When she was 12 years old, Hana learnt the first rule that for a woman to walk on the streets she has to move fast and away from the men, and she has to ignore them.
Sara Shaarawi’s play Niqabi Ninja is the story of Hana, a woman who has endured sexual harassment for most of her life and is ready to fight back.
Niqabi Ninja is an avenging superhero determined to seek out and avenge every single act of sexual harassment she has experienced at the hands of Egyptian men in Cairo.
Set in Cairo during the chaotic time of the Egyptian uprising, the essential commentary gives two actresses a chance to explore the range and complexity of harassment against women, and one woman’s response.
Born in the streets of the capital Cairo, Niqabi Ninja has a list, a record of injuries and a variety of punishments to mete out. She flexes muscles and her list targets the men who have sexually harassed her. “I will hunt down for everyone and make sure that you pay for what you have done,” she declares.
SHATTERED INNOCENCE
Hana even comes up with various sets of rules that she thinks will enable her to navigate life in modern-day Cairo without adding to the mental traumas that she has endured in her life between the age of 12 and 22.
It all started when Hana was 12 years old. As she went to buy her first bra with her mother in a shop in Cairo, men kept hissing and catcalling. She learnt the first rule that for a woman to walk on the streets she has to move fast and away from the men, and she has to ignore them.
Boys also ask Hana for her mobile phone number. One day a boy follows her for 20 minutes promising to do her school homework if she accepted him.
Hana has also had to endure meeting the street vendor every day for four years on her way from school. He tells her that she has now grown up.

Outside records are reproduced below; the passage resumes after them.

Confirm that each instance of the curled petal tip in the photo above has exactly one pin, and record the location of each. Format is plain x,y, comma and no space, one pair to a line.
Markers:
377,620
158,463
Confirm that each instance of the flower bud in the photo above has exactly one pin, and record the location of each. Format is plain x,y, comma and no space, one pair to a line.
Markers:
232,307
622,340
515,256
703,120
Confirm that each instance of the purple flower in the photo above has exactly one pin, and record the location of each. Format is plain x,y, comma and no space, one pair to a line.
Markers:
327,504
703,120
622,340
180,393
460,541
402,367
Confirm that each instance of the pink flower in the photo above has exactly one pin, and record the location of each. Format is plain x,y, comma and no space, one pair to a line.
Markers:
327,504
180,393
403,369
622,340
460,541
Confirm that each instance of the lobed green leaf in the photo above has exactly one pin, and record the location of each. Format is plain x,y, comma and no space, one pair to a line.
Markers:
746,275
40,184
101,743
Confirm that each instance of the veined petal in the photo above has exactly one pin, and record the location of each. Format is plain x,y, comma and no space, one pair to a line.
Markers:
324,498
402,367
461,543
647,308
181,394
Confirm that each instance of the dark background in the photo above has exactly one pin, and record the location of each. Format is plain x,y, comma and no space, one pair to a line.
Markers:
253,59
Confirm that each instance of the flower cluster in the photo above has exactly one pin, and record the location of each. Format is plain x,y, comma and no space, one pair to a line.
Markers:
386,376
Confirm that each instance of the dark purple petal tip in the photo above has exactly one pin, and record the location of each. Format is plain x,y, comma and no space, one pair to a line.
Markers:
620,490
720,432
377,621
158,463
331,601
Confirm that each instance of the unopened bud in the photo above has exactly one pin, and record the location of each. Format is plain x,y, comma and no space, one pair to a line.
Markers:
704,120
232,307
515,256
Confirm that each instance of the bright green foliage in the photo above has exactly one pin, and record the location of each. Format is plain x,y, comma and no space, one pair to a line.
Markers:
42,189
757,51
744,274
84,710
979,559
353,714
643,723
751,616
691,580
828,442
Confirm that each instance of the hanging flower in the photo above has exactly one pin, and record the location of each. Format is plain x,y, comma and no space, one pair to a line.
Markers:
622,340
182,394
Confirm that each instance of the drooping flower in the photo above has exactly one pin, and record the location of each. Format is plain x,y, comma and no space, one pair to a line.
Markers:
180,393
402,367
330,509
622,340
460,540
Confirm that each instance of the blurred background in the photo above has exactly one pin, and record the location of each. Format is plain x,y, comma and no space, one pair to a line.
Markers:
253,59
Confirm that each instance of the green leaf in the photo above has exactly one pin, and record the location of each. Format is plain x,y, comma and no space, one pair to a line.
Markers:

When she takes a taxi, she learns never to make eye contact with the driver or sit in the front seat. She stays alert and focused while looking through the window but keeps an eye on him through the mirror. She is ready to fight the driver if he unzips his trouser.
In another incident, a policeman tells her that she looks delicious in her white dress.
Making eye contact with men in night clubs encourages them, so she learns to steer clear.
Men usually backbite her whenever she passes by. They devour her with their eyes. Eyes everywhere in all shapes and colours. But that does not matter any longer. She used to blame her clothes, now it is her body.
OBJECT
Hana remembers all the clothes she wore at certain ages, and how she was abused. She threw them away each time she was abused. There was always that lewd comment that “she asked for it.”
Even when Hana asks her boyfriend to attend a rally in Tahrir Square (the centre of the Egyptian uprising) she is uncomfortable with her body amongst so many strangers. Men in Tahrir Square attack single and unprotected women and rape them in what the playwright terms as sexual terrorism.
Although Shaarawi has used the backdrop of the Arab Spring in Egypt to craft this play, the story is universal and reflects what women experience in many places where a woman’s body is treated as a sexual object.
The drama captures the ‘normalised sexual harassment’ of women, and how this affects them, including developing feelings of low esteem, deep insecurity, self-hate and fear. It paints a picture of how women are affected by domestic violence, whistles and catcalls, groping and rape.
In this play, Shaarawi, an Egyptian playwright and producer based in Glasgow, Scotland, attempts to shatter the myth of ‘normalised sexual harassment’.
The captivating, thought-provoking and action-packed drama opened on July 19 at the National Theatre in Kampala, Uganda. There were repeat shows on July 20 and 21, and others are scheduled for July 26 and 27. A ticket costs Ushs20,000 ($5.3).
Niqabi Ninja is directed by the Ugandan award-winning director Judith Adong and performed by Rehema Nanfuka (Uganda) and Lisa Gutu (Zimbabwe).